As we finish maxing out the rest of our primary lifts this week, we look ahead to the upcoming four weeks of programming leading up to the Open. We tend to look at programming as having different “volume” controls on the variables we utilize, primarily:

  • Intensity

  • Volume

  • Density

  • Power

  • Strength & Hypertrophy

  • Skill & Technical Acquisition & Refinement

  • Work capacity

If you don’t care about math & physics, skip this part and go to The Open section.

Intensity | How heavy or how hard something is compared to a maximal effort. Commonly given as a percentage of 1-rep maximum (1RM) or maximal heart rate and/or ratings of perceived exertion (RPE).

Volume | Sets x reps

Density | Sets x reps/time | More work, less time, more fatigue

Power | Work/Time | Work = Force x displacement (how far something moves, usually noted in meters) | Force = Mass x acceleration. In reality this is mass (kg) x displacement (how far something moves) x acceleration divided by time. Yay math!

Strength & Hypertrophy | Stimuli for muscle growth that is characterized by maximal motor unit recruitment that occurs at or near mechanical “failure”, usually in conjunction with slow muscle fiber shortening velocity.

Work capacity | In physics, work = force x displacement of an object. In our setting, this is how much weight you move (external or bodyweight), how far it is moved, and how often you move it. For conditioning purposes, this is often related to time and density. Another term could be power endurance.

The Open

The primary outcome measure of The Open is to challenge an individual’s capacity to do work, specifically within a given time frame. Ultimately, we are trying to improve work capacity in relation to density. Athletes aim to perform more work in the most efficient time based on their present abilities.

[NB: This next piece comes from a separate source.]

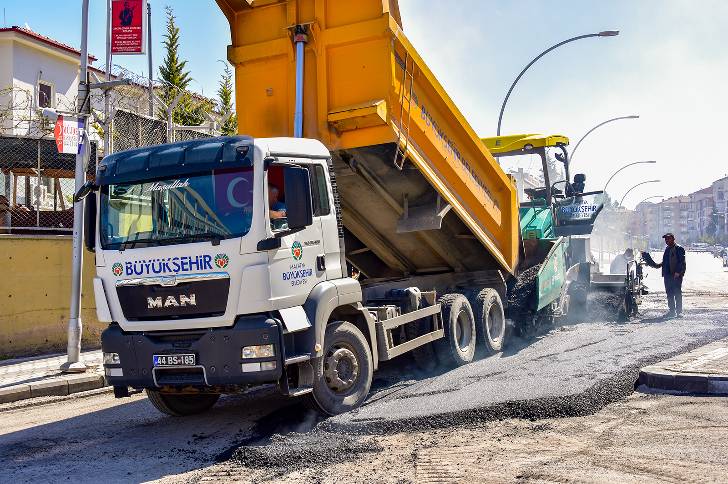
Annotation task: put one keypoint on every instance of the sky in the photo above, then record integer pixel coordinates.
(668, 65)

In consideration to the seven adaptations noted, these are awesome to develop, but like anything, there are caveats to consider for sustained long-term development. Specifically, we are looking at the role of central nervous fatigue and considerations for how it impacts our development.

Researcher and strength coach Chris Beardsley has an awesome article reviewing central nervous fatigue, which I will summarize here and relate to its impact on our programming.

Central Nervous Fatigue

Central fatigue can occur due to reduced efferent signal size from the brain and/or spinal cord to the muscles (Brain—> Body), or because of afferent feedback that reduces motor unit excitability (Body —> Brain). Afferent feedback are the signals sent from the receptors in our skin, muscles, connective tissue, blood stream, etc. that inform our brain of what is happening in the body. The brain and/or spinal cord formulates a response based on what feedback it receives.

As central fatigue accrues, this reduces the number of motor units recruited. Muscles are recruited based on size, with the highest-threshold motor units being the ones we want to train for long-term strength adaptations. Central fatigue prevents these higher-threshold motor units from being activated, which blunts the hypertrophy stimulus we are aiming to create.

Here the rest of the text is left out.